In a report from the Bramshott headquarters of the Canadian Training Division for June 1918, under ‘Health’, it states “the general health of the troops is good, in spite of a slight epidemic of Spanish Flu.”
But by October the tone had changed somewhat: “The epidemic of influenza which raged during the month seriously interfered with training. The number of admissions to hospital amounted to 2,242, as well as many held within the units’ lines. The deaths numbered 142.
“The camp was quarantined from 5th to 28th October 1918. A Reinforcement Segregation Camp was established on the 19th instant for the purpose of segregating: (a) Drafts proceeding overseas, (b) Candidates proceeding on courses.”
That last sentence actually covers a vast new camp set up locally as is shown in these photographs that Pete has also managed to unearth.
For many years before the First World War, Frensham Common had been the site of summer training camps for the army but when the war started, training continued there throughout the year and details of that camp has featured here many times in the past.
The flu first hit in April 1918 and spread through the Canadian Corps with symptoms lasting until July. However, the men affected by this wave usually returned to duty within a week with no lasting effects.
When the second wave of Spanish Flu arrived in England that September, the troop ships bringing soldiers from the New World created ideal breeding conditions for the virus (much as cruise liners seem to have done in the current pandemic).
Camps were therefore set up in which the arriving soldiers were held for 28 days to continue their training under quarantine conditions.

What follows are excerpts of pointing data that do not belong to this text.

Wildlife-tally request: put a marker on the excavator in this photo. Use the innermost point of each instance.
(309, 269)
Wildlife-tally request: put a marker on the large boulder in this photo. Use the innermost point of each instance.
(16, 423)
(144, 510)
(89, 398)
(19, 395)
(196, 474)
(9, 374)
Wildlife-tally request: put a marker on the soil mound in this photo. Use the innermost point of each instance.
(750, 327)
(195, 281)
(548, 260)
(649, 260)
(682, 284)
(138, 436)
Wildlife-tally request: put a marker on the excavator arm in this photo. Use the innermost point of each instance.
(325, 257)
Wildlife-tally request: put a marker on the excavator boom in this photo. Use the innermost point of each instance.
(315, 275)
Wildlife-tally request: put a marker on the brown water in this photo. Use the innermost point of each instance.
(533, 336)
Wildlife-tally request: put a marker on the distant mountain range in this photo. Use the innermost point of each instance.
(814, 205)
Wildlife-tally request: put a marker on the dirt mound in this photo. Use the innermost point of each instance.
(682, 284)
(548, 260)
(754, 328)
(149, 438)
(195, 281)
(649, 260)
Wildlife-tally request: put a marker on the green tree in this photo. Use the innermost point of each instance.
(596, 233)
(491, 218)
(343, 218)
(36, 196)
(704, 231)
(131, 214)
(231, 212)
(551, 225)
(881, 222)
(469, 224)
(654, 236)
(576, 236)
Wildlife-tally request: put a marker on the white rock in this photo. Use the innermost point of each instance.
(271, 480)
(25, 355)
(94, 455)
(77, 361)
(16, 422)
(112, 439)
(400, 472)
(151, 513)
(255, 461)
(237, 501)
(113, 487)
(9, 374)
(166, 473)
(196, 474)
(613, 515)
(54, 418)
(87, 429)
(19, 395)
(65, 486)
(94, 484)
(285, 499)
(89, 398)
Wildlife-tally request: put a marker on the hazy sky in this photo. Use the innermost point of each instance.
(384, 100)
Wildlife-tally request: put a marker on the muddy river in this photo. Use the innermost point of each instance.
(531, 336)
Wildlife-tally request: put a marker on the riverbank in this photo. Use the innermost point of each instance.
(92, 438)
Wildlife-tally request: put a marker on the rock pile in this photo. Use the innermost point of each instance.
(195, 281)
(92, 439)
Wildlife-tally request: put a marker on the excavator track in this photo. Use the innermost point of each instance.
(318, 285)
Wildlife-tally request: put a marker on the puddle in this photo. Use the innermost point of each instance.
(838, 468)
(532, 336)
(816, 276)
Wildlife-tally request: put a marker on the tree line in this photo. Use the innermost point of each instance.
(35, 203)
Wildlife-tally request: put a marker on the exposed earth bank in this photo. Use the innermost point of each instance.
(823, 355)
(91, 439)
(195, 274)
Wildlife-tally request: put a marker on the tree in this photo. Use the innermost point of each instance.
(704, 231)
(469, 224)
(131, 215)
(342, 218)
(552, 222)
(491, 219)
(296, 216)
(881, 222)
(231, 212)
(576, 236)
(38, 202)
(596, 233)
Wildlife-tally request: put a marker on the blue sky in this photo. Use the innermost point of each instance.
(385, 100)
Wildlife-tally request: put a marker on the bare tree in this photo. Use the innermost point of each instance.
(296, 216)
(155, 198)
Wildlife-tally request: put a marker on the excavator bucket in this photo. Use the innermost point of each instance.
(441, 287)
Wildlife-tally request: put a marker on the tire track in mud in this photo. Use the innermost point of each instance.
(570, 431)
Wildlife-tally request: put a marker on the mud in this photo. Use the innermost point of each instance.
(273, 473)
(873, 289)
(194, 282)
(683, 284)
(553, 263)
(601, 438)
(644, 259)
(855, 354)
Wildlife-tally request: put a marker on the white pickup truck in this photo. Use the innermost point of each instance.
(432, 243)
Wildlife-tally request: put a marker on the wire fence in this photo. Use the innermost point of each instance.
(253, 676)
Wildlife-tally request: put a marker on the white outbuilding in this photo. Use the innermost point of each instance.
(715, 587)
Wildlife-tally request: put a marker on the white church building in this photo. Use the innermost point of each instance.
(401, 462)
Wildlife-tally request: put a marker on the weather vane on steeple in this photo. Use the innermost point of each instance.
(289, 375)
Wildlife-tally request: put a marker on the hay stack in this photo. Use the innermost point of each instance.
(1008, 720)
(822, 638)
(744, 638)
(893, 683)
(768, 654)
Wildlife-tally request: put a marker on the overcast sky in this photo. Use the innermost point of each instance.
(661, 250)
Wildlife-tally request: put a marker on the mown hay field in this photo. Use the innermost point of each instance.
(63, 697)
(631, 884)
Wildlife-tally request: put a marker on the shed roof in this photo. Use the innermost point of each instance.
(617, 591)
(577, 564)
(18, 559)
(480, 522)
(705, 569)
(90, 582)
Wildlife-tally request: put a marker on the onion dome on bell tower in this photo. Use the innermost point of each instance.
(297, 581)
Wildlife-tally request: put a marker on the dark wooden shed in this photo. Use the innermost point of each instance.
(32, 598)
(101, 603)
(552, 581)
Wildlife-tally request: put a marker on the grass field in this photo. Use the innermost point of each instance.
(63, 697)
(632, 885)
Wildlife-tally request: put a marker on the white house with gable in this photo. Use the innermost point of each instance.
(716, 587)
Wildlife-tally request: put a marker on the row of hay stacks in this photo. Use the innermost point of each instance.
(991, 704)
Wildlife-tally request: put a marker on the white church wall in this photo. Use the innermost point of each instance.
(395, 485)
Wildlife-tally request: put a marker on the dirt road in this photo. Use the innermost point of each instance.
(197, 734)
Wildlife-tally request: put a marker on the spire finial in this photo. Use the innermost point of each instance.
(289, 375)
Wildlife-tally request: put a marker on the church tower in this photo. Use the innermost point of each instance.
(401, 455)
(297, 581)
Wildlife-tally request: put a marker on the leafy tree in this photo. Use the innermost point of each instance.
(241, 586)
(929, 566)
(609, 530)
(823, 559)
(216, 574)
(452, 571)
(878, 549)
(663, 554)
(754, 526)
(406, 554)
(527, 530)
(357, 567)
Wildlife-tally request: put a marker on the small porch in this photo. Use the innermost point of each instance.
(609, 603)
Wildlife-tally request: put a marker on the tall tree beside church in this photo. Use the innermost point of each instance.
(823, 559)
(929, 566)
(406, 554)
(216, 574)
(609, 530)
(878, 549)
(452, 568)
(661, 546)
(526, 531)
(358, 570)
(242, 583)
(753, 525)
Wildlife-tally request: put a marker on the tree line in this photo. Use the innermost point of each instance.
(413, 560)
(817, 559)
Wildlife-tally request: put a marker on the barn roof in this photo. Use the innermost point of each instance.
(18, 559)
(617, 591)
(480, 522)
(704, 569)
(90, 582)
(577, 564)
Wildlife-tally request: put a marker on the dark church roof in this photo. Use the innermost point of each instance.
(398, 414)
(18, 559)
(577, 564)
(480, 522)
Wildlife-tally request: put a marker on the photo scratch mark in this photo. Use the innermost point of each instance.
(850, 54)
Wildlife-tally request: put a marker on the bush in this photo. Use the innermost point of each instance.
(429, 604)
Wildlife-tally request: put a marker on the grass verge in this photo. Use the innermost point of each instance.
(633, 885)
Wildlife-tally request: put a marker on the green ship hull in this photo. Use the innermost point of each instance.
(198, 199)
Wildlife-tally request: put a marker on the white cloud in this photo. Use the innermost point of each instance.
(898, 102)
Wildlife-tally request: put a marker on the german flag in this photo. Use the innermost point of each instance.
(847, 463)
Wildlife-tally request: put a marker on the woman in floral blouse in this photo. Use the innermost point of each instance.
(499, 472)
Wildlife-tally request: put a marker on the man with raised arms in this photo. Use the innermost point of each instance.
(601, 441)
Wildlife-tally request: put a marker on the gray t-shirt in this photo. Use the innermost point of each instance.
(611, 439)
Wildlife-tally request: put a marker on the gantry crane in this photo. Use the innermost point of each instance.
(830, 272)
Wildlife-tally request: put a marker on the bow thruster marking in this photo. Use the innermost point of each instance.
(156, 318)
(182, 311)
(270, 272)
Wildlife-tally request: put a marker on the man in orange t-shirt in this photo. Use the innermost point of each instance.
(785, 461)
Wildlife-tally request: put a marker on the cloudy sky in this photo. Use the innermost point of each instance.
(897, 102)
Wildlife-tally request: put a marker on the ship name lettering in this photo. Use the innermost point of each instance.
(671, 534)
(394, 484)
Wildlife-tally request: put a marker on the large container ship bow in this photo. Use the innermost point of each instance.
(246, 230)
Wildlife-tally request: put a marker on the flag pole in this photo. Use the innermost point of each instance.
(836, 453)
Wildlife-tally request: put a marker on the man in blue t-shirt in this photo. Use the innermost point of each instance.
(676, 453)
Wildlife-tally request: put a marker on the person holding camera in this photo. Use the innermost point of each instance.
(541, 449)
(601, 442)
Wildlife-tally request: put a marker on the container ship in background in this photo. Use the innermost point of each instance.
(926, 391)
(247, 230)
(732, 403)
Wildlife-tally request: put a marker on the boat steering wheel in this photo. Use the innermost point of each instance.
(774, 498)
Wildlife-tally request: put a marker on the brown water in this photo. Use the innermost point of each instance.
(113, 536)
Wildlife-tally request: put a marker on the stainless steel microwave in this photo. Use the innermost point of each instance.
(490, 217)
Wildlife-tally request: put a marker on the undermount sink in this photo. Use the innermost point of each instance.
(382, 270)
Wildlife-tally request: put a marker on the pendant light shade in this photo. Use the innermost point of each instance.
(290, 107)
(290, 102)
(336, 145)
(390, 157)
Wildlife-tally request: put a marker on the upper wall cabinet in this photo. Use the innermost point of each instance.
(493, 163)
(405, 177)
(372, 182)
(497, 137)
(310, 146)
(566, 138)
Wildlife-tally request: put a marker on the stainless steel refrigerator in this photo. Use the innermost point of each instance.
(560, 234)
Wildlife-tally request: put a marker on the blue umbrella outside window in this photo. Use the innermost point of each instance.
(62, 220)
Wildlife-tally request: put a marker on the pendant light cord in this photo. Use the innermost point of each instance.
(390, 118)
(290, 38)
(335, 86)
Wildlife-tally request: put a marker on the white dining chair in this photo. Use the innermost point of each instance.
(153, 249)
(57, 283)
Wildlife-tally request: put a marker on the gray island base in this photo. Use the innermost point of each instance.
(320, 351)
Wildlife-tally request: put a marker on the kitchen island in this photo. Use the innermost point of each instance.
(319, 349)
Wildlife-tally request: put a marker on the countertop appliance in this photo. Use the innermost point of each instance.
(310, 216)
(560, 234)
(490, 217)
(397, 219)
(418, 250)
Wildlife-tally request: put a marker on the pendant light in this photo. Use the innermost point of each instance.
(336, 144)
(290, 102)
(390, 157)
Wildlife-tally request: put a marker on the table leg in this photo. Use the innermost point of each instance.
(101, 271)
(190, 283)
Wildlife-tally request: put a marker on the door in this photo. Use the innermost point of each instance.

Frensham Common was chosen as the site for one of the largest of these.
The photographs taken from King’s Ridge, one with the Great Pond in the background, show the huge extent of the camp with squads of men being drilled.
Other images show a line of men, I suspect on medical parade but with no ‘two metre’ separation in evidence, one of the camp kitchens and squads of men taking their daily exercise.
The men could only continue basic training in the camp so it was important to keep them physically fit before they went forward ‘into the line’.
The Frensham camp opened in the spring of 1918 and, being entirely under canvas, was not suitable for winter occupation. So a new, largely hutted camp was set up at Rhyl in North Wales – better positioned, too, to receive the troops disembarking from the ships at Liverpool where the majority of the troop ships arrived.
This led to the end of the use of Frensham Common for military camps of such a scale and to it beginning to become the pleasant open space where those of us fortunate to live within walking distance can take our daily exercise today.